I've searched through a few threads and either I'm getting an error or I'm not getting the expected result when trying either the pandas replace method or the regex re.sub method(python 3.x).
I'm pulling in html data and due to the odd tagging nature I can't extract the data I need. For example each row looks like below
<div class="song">
<p><span class="small">07/06 4:21 AM</span> - <span class="small">Title:</span> Crazy For You - <span class="small">Artist:</span> Scars On 45
<span class="small"><a href="http://www.amazon.com/s/ref=nb_sb_noss?url=search-alias%3Ddigital-music&field-keywords=Crazy For You+Scars On 45&tag=wt897fmrafomu-20" target="_blank">Buy Song</a> </span>
I'm using the code below to pull in html data and I want to remove a large chunk of the text to pull out the time/date (ex: 07/06 4:21 AM), artist (ex: Scars on 45), and song (ex: Crazy For You). I'm encountering either errors or the code not working as expected when I try either of the last three lines.
from urllib.request import urlopen
from bs4 import BeautifulSoup
import pandas as pd
import re
import numpy as np
html = urlopen("http://wtmd.org/radio/RecentSongs.html")

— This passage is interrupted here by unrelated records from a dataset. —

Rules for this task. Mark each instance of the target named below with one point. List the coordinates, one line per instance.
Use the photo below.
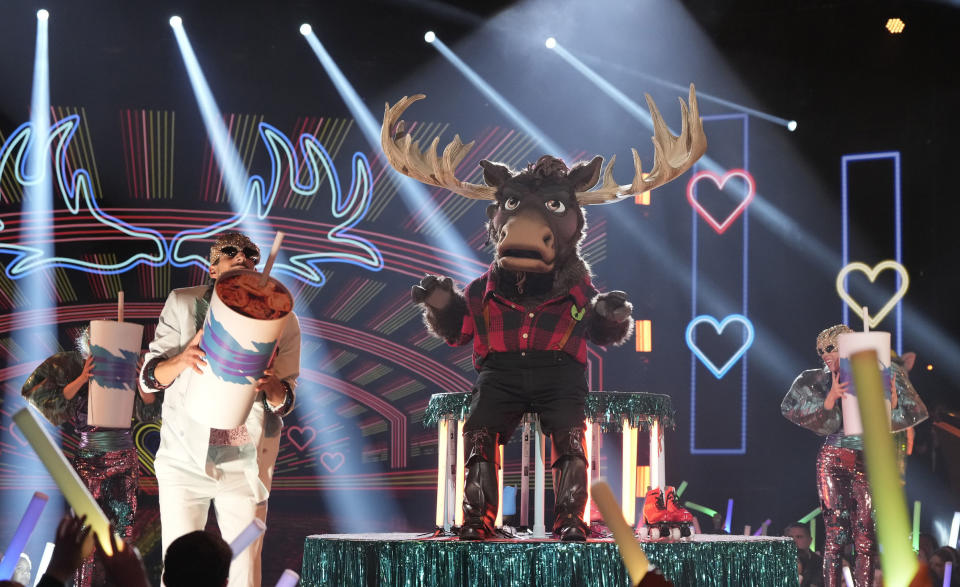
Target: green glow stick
(702, 509)
(916, 526)
(810, 516)
(813, 534)
(682, 488)
(897, 558)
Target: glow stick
(954, 530)
(700, 508)
(288, 579)
(813, 534)
(44, 562)
(729, 519)
(682, 488)
(273, 255)
(847, 576)
(897, 558)
(916, 526)
(247, 536)
(70, 484)
(20, 536)
(810, 516)
(633, 556)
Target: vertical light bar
(414, 194)
(461, 470)
(441, 472)
(231, 165)
(897, 223)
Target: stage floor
(414, 559)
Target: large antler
(672, 156)
(404, 154)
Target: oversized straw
(247, 536)
(28, 522)
(631, 553)
(70, 484)
(273, 255)
(893, 527)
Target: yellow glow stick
(893, 525)
(633, 556)
(66, 478)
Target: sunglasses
(827, 349)
(251, 253)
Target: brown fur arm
(611, 323)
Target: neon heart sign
(872, 273)
(719, 372)
(720, 181)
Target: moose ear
(494, 174)
(584, 176)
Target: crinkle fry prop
(66, 478)
(893, 526)
(630, 551)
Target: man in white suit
(196, 464)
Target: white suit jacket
(185, 440)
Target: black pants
(550, 383)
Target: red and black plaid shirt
(495, 324)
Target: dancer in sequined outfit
(812, 402)
(106, 458)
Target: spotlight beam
(498, 100)
(414, 195)
(234, 173)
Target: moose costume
(530, 316)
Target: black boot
(571, 485)
(480, 488)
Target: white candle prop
(240, 333)
(288, 579)
(630, 551)
(273, 256)
(44, 563)
(848, 344)
(70, 484)
(28, 522)
(247, 536)
(115, 348)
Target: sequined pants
(847, 514)
(112, 478)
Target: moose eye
(555, 206)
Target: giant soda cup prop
(240, 333)
(849, 344)
(115, 348)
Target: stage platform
(412, 559)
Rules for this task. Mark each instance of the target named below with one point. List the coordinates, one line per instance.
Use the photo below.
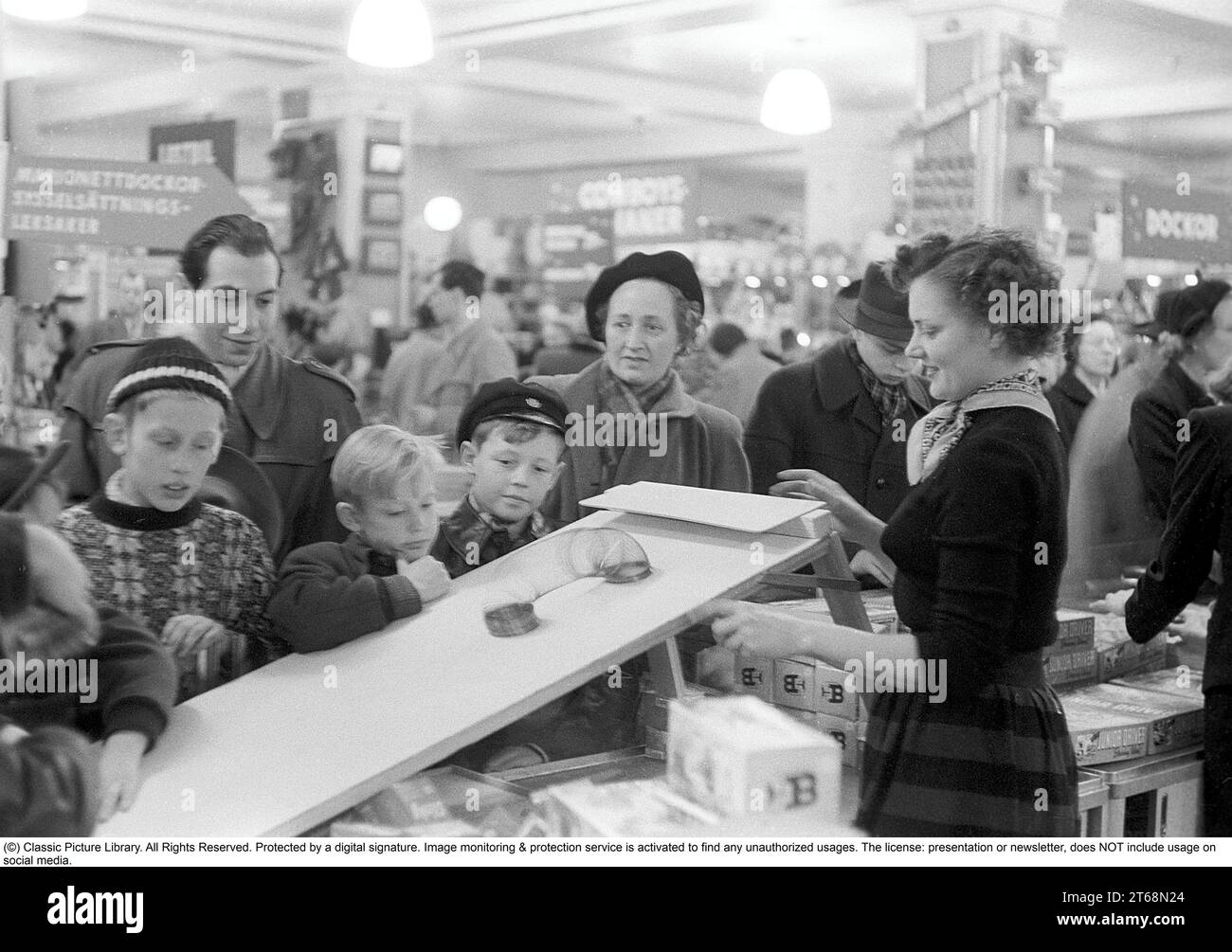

soup = BeautifulSoup(html.read())
Songs=soup.select('div.song')
#data=np.asarray(Songs)
df = pd.DataFrame({'col1':Songs})
df['col1']=df['col1'].apply(str)
#errors below
df['col1']=df['col1'].replace("<div class=\"song\">",",") #this does not get replaced
df['col1']=re.sub("<div class=\"song\">",",",df['col1']) #this throws TypeError: expected string or buffer
df['col1']=re.sub("<(.*?)>",",",df['col1']) #this throws TypeError: expected string or buffer
I've tried these methods both with and without using the
.apply(str)
method, but neither seem to work.
I've tried a few different ways of escaping the quotes in the replace function, (ie using """ and ' to define the find part). Any ideas or insights are greatly appreciated!